Sharon Goldberg remembers the cold February day when her Boston University PhD candidate Aanchal Malhotra was studying routing security, in particular, attacks against the resource public key infrastructure (RPKI)—and kept hitting a dead end because of a cache-flushing issue.
The resourceful Malhotra decided to roll back the time on her computer as a last-ditch effort, and it worked.
“She was able to do the attack and I asked her what she did,” said Goldberg, an associate professor in the BU computer science department. “She said she changed the time with NTP and it worked. We were both saying ‘Whoa.'”
Inadvertently, Malhotra had stumbled across serious security vulnerabilities in the network time protocol used to synchronize computer clocks, that could allow an attacker on a network—say in a man-in-the-middle position—to, at scale if they so wished, roll back time on computers and affect cryptographic calculations, carry out denial of service attacks, or impact the effectiveness of security implementations such as DNSSEC.
“We are extremely surprised no one thought of this as an attack vector,” Goldberg said. “We realized this is a powerful tool to do attacks against other systems that are impacted by time. Most cryptography uses timestamps; they’re there for a reason. If they’re not accurate, it’s a problem.”

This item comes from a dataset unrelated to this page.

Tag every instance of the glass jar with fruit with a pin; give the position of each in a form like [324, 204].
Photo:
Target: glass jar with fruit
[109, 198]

Goldberg, Malhotra and fellow BU students Isaac E. Cohen and Erik Brakke published a paper this week called “Attacking the Network Time Protocol” that describes a handful of attacks against NTP that are successful because of insufficient authentication and cryptographic shortcomings that allow an attacker to roll back time and cause various levels of havoc on the Internet.
The vulnerabilities uncovered by the BU researchers can be exploited with various levels of sophistication on the attackers’ part, Goldberg said.
The easiest involves the use of a so-called Kiss-of-Death packet to exploit a rate-limiter built into NTP. The attacker can exploit this situation from anywhere—an off-path attack—by spoofing a single Kiss of Death packet and can stop a client from querying a server for years if the attacker so chooses, and no longer update its clock.
“Because the attacker need only send a few Kiss-o’-Death packets per victim client, standard network scanning tools (nmap, zmap) can be adapted to very quickly launch this attack, in bulk, on most of the ntpd clients in the Internet,” Goldberg et al wrote on the project’s portal. The page also includes extensive mitigation advice for patching NTP servers and clients.
Goldberg said that such an attack can be done at scale by scanning the IPv4 address space and listening for responses from vulnerable servers. The patch rolled out this week from the keepers of NTP makes it much more difficult to construct a Kiss of Death packet, Goldberg said.
Goldberg said most of the previous work around attacking NTP involves man-in-the-middle attacks, including a paper done for Black Hat last summer by Jose Selvi using NTP to bypass HSTS protections. Goldberg and the students used one of Selvi’s tools, Delorean, in their research.
“What’s been happening the last couple of years is that there’s been more work on off-path attacks. Off-path attacks don’t intercept traffic, it’s just someone with a computer sending packets,” Goldberg said. “It’s a much scarier threat model.”
The researchers also describe in their paper a denial of service attack where even if the Kiss-of-Death packet vulnerability is patched, an attacker could still use the packet to disable NTP on the victim’s client.
“Here, the attacker elicits a valid KoD packet from the client’s preconfigured servers by ‘priming the pump’, i.e., sending the servers a high volume of queries that are spoofed to look like they come from the client,” they wrote. “The servers then start rate-limiting the client, responding to each of its subsequent queries with a valid KoD packet. Upon receipt of the KoD, the client stops querying its servers, and can no longer update its local clock.”
A third attack requires an attacker be in man-in-the-middle position and able to hijack traffic to an NTP server using BGP or DNS hijacks. The attack rolls back time on the server’s clients that circumvents a 16-minute panic threshold built into NTP and allows an attacker to manipulate the client’s cache and cause, for example, a cryptographic object to expire, they wrote.
The final attack is carried out by an off-path attacker and also rolls back time on the client side by exploiting problems in IPv4 packet fragmentation, the researchers wrote.